Alla luce di quanto ora esposto, risulta evidente che l’art. 31 comma 3 del Testo Unico
Immigrazione è uno strumento che in concreto garantisce il rispetto dell’interesse
superiore del minore e la tutela rafforzata dei suoi diritti fondamentali, sia della personalità,
sia socio-economici, riconosciuti a vari livelli normativi, dalle convenzioni internazionali
(Convenzione ONU sui diritti dell’infanzia e dell’adolescenza del 1989), dal diritto
comunitario (Direttiva 2003/86/CE; Trattato di Lisbona, 2009) ed europeo (CEDU, 1950) e,
come si è detto, dalla Carta Costituzionale italiana (artt. 2, 3, 10, 29, 30, 31, 32).
Prima del rilascio al genitore del permesso di soggiorno per assistenza minore ex art.
31 comma 3 del Testo Unico Immigrazione, il Tribunale per i Minorenni, dopo aver ricevuto
la richiesta di detto titolo di soggiorno da parte di un genitore o di entrambi tramite ricorso,
svolge un’indagine approfondita in merito alla capacità genitoriale ed alle caratteristiche
personali e di reddito del genitore stesso.
Tale attività di indagine viene demandata dal Tribunale dei Minori ai Servizi Sociali del
Comune di residenza della famiglia del minore straniero; i Servizi Sociali provvederanno
all’ascolto dei genitori presenti sul territorio nazionale e dei minori capaci di discernimento
(preadolescenti e adolescenti), nonchè alla verifica in merito all’idoneità alloggiativa dei
genitori ed alla loro capacità economica volta anche al mantenimento del figlio minore.
Il Tribunale dei Minori provvede poi ad acquisire, tramite la Questura, le informazioni
sulla pendenza di denunce a carico dei genitori o di altre informazioni utili. Se necessario il
Tribunale dei Minori acquisisce anche informazioni dalle strutture scolastiche frequentate
dai minori e dai Servizi Sociali, nonchè dalle strutture sanitarie dove si trova
eventualmente in cura il minore.
Al termine di questa fase procedurale, in caso di provvedimento positivo del Trbunale
per i Minorenni, la Questura del luogo di residenza dei genitori, rilascerà il predetto titolo di
soggiorno per assistenza minore.
Tale permesso di soggiorno consente al suo titolare, sia esso genitore o parente più
prossimo del bambino, di svolgere attività lavorativa, tuttavia, essendo a tempo
determinato, in prossimità della sua scadenza richiede di essere rinnovato.
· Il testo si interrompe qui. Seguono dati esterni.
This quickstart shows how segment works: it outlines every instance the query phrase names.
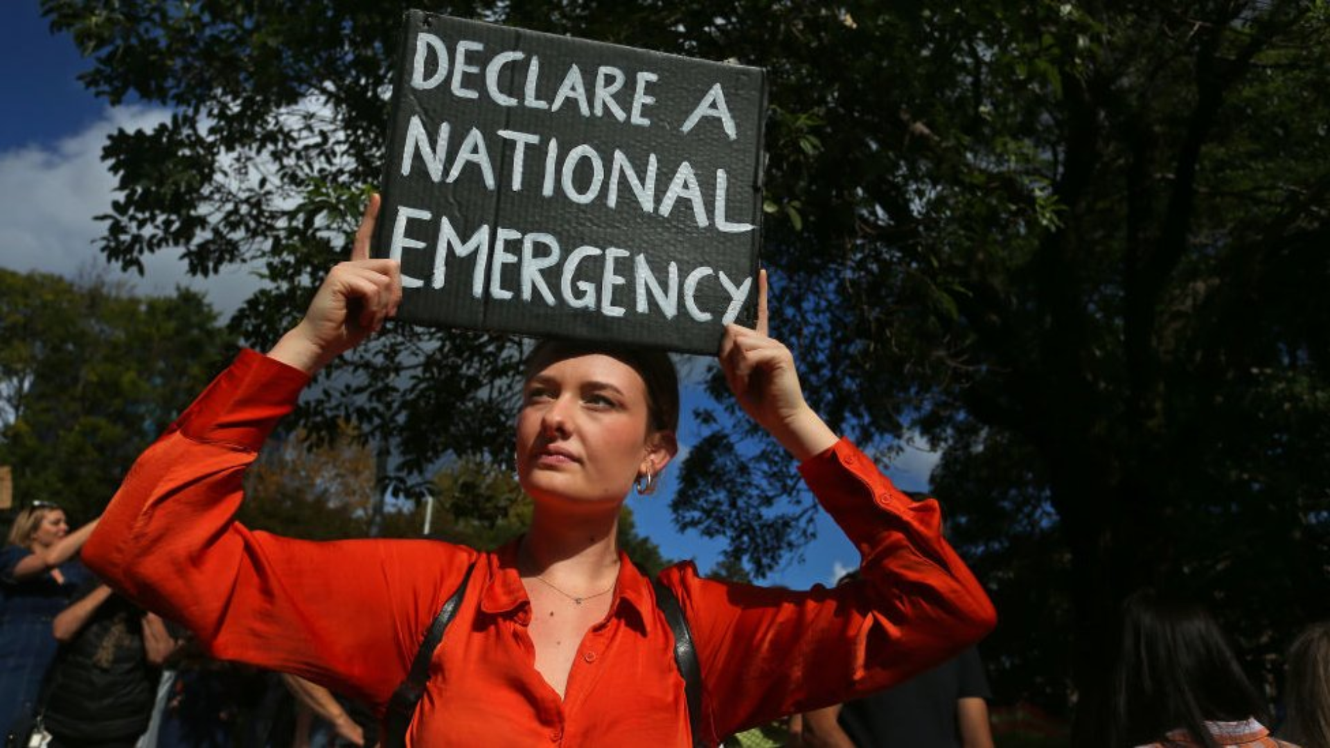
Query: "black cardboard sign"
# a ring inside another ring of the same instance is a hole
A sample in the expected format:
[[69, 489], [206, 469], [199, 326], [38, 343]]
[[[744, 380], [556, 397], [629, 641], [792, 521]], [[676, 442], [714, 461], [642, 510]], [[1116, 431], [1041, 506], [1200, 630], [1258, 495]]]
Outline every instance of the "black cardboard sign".
[[762, 69], [411, 11], [392, 96], [399, 319], [702, 354], [753, 323]]

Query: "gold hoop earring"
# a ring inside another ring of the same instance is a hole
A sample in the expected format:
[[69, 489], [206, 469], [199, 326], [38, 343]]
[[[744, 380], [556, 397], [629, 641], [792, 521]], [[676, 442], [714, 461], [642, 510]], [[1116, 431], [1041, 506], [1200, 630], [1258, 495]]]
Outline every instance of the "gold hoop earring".
[[633, 480], [633, 487], [637, 488], [637, 495], [649, 496], [656, 492], [656, 487], [660, 484], [660, 475], [652, 472], [646, 468], [646, 475], [638, 475], [637, 480]]

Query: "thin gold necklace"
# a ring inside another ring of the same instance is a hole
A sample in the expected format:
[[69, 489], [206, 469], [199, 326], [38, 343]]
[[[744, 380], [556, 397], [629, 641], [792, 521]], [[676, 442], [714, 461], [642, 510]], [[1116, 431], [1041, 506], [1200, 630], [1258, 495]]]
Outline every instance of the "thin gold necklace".
[[593, 595], [583, 595], [581, 598], [579, 598], [577, 595], [569, 595], [568, 592], [564, 592], [559, 587], [555, 587], [553, 582], [545, 579], [544, 576], [541, 576], [539, 574], [536, 575], [536, 579], [544, 582], [545, 586], [548, 586], [551, 590], [553, 590], [555, 592], [559, 592], [560, 595], [568, 598], [569, 600], [577, 603], [579, 606], [583, 603], [583, 600], [589, 600], [592, 598], [598, 598], [601, 595], [608, 595], [608, 594], [613, 592], [614, 591], [614, 586], [618, 584], [618, 579], [616, 578], [613, 584], [610, 584], [609, 587], [601, 590], [600, 592], [596, 592]]

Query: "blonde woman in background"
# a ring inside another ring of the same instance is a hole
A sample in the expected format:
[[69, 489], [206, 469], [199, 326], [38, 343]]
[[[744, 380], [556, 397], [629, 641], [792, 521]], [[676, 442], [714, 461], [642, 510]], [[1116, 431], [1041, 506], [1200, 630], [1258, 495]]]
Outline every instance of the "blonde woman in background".
[[97, 526], [70, 532], [65, 511], [51, 502], [23, 508], [0, 551], [0, 731], [27, 739], [32, 709], [56, 638], [51, 622], [86, 571], [69, 563]]

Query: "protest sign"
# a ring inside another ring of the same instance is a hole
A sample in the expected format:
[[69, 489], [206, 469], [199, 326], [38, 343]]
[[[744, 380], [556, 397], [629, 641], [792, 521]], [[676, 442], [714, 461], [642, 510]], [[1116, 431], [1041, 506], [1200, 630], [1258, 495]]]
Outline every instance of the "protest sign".
[[753, 323], [763, 71], [411, 11], [392, 97], [399, 319], [689, 353]]

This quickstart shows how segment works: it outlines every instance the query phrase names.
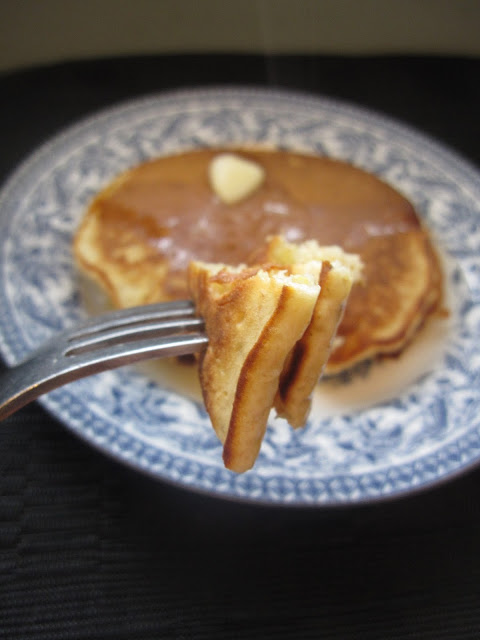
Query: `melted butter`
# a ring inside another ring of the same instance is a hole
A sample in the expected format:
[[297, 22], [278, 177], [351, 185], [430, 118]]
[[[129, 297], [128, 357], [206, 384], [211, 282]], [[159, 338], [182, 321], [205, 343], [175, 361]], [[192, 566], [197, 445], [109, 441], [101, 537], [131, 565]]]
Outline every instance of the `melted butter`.
[[[368, 238], [418, 228], [410, 203], [374, 176], [325, 158], [248, 151], [264, 184], [227, 205], [208, 184], [213, 150], [159, 158], [136, 167], [98, 199], [104, 228], [128, 225], [168, 261], [173, 273], [192, 259], [241, 263], [264, 238], [316, 238], [362, 253]], [[168, 238], [168, 240], [167, 240]], [[106, 254], [115, 238], [106, 234]]]

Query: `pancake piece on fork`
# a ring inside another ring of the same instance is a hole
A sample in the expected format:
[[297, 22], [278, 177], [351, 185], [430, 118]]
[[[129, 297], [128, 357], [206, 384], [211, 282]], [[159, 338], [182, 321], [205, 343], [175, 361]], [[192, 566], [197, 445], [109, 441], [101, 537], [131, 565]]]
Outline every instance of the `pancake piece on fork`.
[[[263, 182], [225, 202], [209, 180], [225, 152], [253, 162]], [[212, 148], [154, 158], [95, 196], [74, 238], [79, 271], [116, 307], [189, 295], [191, 260], [250, 263], [268, 237], [315, 239], [360, 256], [325, 372], [400, 353], [442, 304], [442, 271], [407, 198], [349, 163], [293, 151]]]
[[275, 398], [277, 414], [295, 428], [303, 427], [311, 408], [311, 395], [330, 357], [337, 329], [355, 282], [361, 280], [362, 262], [340, 247], [320, 247], [315, 240], [302, 244], [271, 238], [261, 252], [269, 263], [302, 273], [312, 262], [321, 265], [320, 292], [310, 323], [290, 352]]
[[305, 423], [353, 282], [353, 269], [319, 260], [318, 246], [296, 256], [293, 245], [274, 244], [284, 264], [189, 267], [209, 338], [202, 393], [225, 466], [236, 472], [255, 463], [273, 407], [292, 426]]

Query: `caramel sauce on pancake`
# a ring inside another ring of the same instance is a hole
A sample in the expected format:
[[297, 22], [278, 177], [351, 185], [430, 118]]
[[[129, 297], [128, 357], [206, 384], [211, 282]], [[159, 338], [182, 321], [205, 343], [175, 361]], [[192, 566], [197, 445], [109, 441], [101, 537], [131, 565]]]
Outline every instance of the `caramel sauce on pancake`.
[[263, 166], [265, 180], [244, 200], [224, 204], [208, 180], [209, 164], [220, 151], [151, 160], [121, 175], [92, 202], [75, 254], [115, 304], [189, 297], [186, 271], [194, 259], [248, 263], [269, 236], [315, 239], [357, 253], [364, 263], [330, 371], [403, 348], [441, 295], [438, 260], [411, 203], [341, 161], [239, 149]]

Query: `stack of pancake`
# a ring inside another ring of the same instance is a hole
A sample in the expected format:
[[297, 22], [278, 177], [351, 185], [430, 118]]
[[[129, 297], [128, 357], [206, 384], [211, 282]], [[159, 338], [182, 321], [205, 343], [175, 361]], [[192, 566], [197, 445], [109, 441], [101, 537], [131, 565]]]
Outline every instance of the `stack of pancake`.
[[[212, 178], [212, 167], [225, 154], [243, 162], [242, 172], [253, 181], [239, 197], [230, 197], [231, 190], [225, 195]], [[439, 260], [411, 203], [348, 163], [289, 151], [201, 149], [134, 167], [94, 198], [77, 230], [74, 254], [80, 270], [115, 306], [195, 296], [201, 307], [192, 271], [189, 285], [192, 262], [210, 265], [203, 268], [214, 280], [213, 263], [222, 265], [224, 275], [228, 265], [233, 272], [236, 265], [254, 265], [257, 271], [261, 265], [270, 275], [268, 265], [277, 273], [279, 265], [287, 265], [292, 277], [292, 264], [309, 261], [305, 247], [312, 241], [315, 251], [319, 245], [333, 251], [324, 254], [326, 263], [337, 252], [337, 258], [356, 255], [363, 265], [326, 364], [325, 352], [318, 356], [322, 371], [335, 374], [365, 359], [400, 353], [439, 308]], [[245, 304], [253, 304], [247, 299]], [[203, 313], [208, 315], [206, 307]], [[277, 382], [281, 413], [282, 381]], [[308, 394], [295, 402], [307, 406]], [[304, 417], [305, 409], [300, 414]]]

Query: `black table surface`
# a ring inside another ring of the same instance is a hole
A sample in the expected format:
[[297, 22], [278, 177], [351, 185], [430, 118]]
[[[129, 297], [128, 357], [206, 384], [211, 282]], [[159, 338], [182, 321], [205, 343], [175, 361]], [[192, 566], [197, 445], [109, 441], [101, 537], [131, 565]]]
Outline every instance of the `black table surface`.
[[[478, 166], [479, 77], [480, 60], [441, 57], [183, 55], [17, 71], [0, 76], [0, 179], [100, 108], [209, 85], [367, 106]], [[353, 508], [264, 507], [128, 470], [36, 403], [0, 423], [0, 638], [269, 637], [480, 637], [480, 471]]]

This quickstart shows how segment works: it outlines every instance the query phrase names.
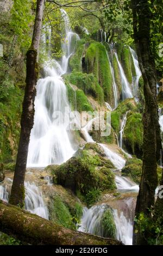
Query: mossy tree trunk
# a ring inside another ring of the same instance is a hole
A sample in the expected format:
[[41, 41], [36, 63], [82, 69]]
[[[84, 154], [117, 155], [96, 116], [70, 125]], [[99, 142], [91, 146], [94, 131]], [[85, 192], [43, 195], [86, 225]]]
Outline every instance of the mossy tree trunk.
[[[151, 217], [151, 209], [154, 204], [158, 185], [157, 161], [161, 149], [158, 107], [156, 101], [156, 74], [154, 59], [150, 40], [151, 14], [148, 0], [132, 0], [134, 40], [140, 68], [144, 81], [145, 109], [143, 113], [143, 166], [136, 212], [143, 212]], [[135, 244], [145, 244], [146, 241], [140, 232], [133, 235]]]
[[0, 200], [0, 230], [32, 245], [121, 245], [105, 239], [66, 228]]
[[13, 184], [9, 202], [23, 206], [24, 179], [30, 131], [34, 123], [35, 86], [37, 78], [37, 60], [39, 48], [44, 0], [37, 0], [32, 45], [27, 53], [26, 86], [21, 120], [21, 133]]

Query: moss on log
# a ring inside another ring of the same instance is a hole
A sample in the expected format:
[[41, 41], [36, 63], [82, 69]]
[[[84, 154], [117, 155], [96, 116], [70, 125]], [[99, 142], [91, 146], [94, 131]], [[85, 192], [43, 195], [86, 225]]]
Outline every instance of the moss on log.
[[68, 229], [2, 200], [0, 230], [34, 245], [122, 245], [115, 239]]

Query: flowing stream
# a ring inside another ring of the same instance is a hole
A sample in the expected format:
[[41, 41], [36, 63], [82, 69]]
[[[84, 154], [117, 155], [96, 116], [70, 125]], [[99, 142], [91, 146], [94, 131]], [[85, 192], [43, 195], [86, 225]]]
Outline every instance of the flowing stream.
[[140, 77], [141, 76], [141, 72], [139, 68], [139, 62], [137, 60], [137, 56], [135, 51], [130, 47], [129, 47], [129, 49], [130, 50], [130, 52], [132, 55], [134, 64], [135, 66], [135, 69], [136, 71], [136, 77], [133, 77], [133, 87], [134, 87], [134, 96], [135, 97], [137, 98], [139, 80]]
[[[9, 201], [10, 190], [12, 180], [5, 178], [0, 185], [0, 199]], [[41, 191], [34, 183], [25, 182], [25, 209], [32, 214], [48, 220], [48, 210], [45, 204]]]
[[54, 59], [49, 60], [44, 68], [45, 77], [40, 79], [36, 87], [34, 124], [30, 135], [28, 167], [60, 164], [75, 152], [68, 132], [71, 109], [61, 75], [66, 72], [69, 58], [74, 52], [72, 40], [77, 41], [79, 38], [71, 31], [65, 11], [61, 9], [61, 11], [65, 25], [65, 38], [62, 44], [64, 55], [61, 64]]
[[123, 100], [125, 99], [131, 98], [133, 97], [133, 95], [131, 89], [130, 88], [129, 84], [125, 75], [122, 65], [119, 62], [118, 56], [116, 52], [115, 52], [115, 55], [118, 63], [118, 65], [121, 77], [122, 86], [122, 99]]

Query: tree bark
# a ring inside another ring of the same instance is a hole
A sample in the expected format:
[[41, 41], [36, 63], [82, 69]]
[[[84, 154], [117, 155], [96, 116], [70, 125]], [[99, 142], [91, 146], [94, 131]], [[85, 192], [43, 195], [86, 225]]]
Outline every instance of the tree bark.
[[122, 245], [105, 239], [66, 228], [0, 200], [0, 230], [34, 245]]
[[33, 126], [35, 86], [37, 78], [37, 59], [41, 38], [44, 0], [37, 0], [32, 45], [27, 53], [26, 86], [21, 120], [21, 133], [14, 177], [9, 202], [23, 207], [24, 179], [30, 131]]
[[[132, 0], [134, 40], [139, 63], [144, 81], [145, 109], [143, 113], [143, 166], [135, 214], [143, 212], [151, 217], [158, 185], [157, 161], [162, 148], [158, 106], [156, 100], [156, 73], [150, 40], [151, 12], [148, 0]], [[139, 232], [133, 234], [134, 244], [145, 244]]]

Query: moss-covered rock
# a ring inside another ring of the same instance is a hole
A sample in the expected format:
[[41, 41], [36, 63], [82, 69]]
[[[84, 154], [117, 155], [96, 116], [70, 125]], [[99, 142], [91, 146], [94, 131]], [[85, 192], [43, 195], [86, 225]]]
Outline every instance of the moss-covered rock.
[[104, 102], [103, 89], [92, 74], [72, 72], [66, 76], [66, 79], [79, 89], [82, 89], [86, 95], [93, 97], [101, 104]]
[[56, 194], [54, 197], [53, 200], [49, 207], [49, 211], [51, 221], [65, 228], [71, 229], [76, 229], [70, 211], [59, 194]]
[[93, 73], [102, 87], [105, 101], [113, 105], [112, 76], [105, 46], [99, 42], [91, 44], [86, 50], [85, 62], [87, 72]]
[[104, 237], [116, 237], [116, 228], [110, 209], [106, 210], [102, 218], [102, 225], [103, 228]]
[[142, 155], [143, 124], [142, 114], [130, 112], [127, 114], [123, 131], [123, 140], [126, 147], [130, 147], [133, 154]]
[[91, 150], [84, 149], [79, 153], [79, 156], [72, 157], [60, 166], [51, 166], [54, 182], [70, 188], [78, 196], [80, 193], [85, 201], [86, 194], [93, 189], [111, 190], [116, 187], [114, 175], [110, 169], [112, 164], [96, 151], [92, 155]]
[[132, 56], [128, 47], [123, 46], [121, 53], [121, 60], [126, 77], [131, 84], [133, 82], [133, 75], [135, 76], [136, 72]]
[[4, 172], [3, 163], [0, 163], [0, 182], [4, 180]]
[[127, 99], [118, 104], [116, 109], [111, 112], [111, 124], [116, 133], [117, 134], [120, 131], [120, 120], [127, 111], [131, 110], [136, 111], [137, 108], [133, 99]]
[[79, 112], [82, 111], [91, 111], [93, 109], [91, 104], [89, 103], [87, 98], [82, 90], [77, 90], [77, 110]]

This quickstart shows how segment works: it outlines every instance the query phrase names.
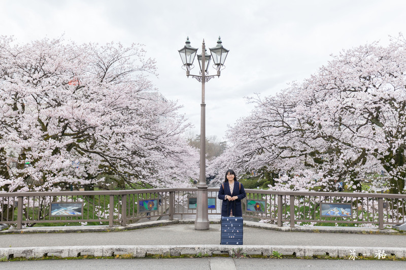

Il rinnovo potrà
avvenire previa autorizzazione del competente Tribunale dei Minori, mediante la
presentazione di un nuovo ricorso depositato presso la cancelleria di detto Tribunale.
Il permesso di soggiorno ex art. 31 comma 3 Testo Unico Immigrazione è altresì
convertibile in permesso di soggiorno per motivi di lavoro autonomo o subordinato.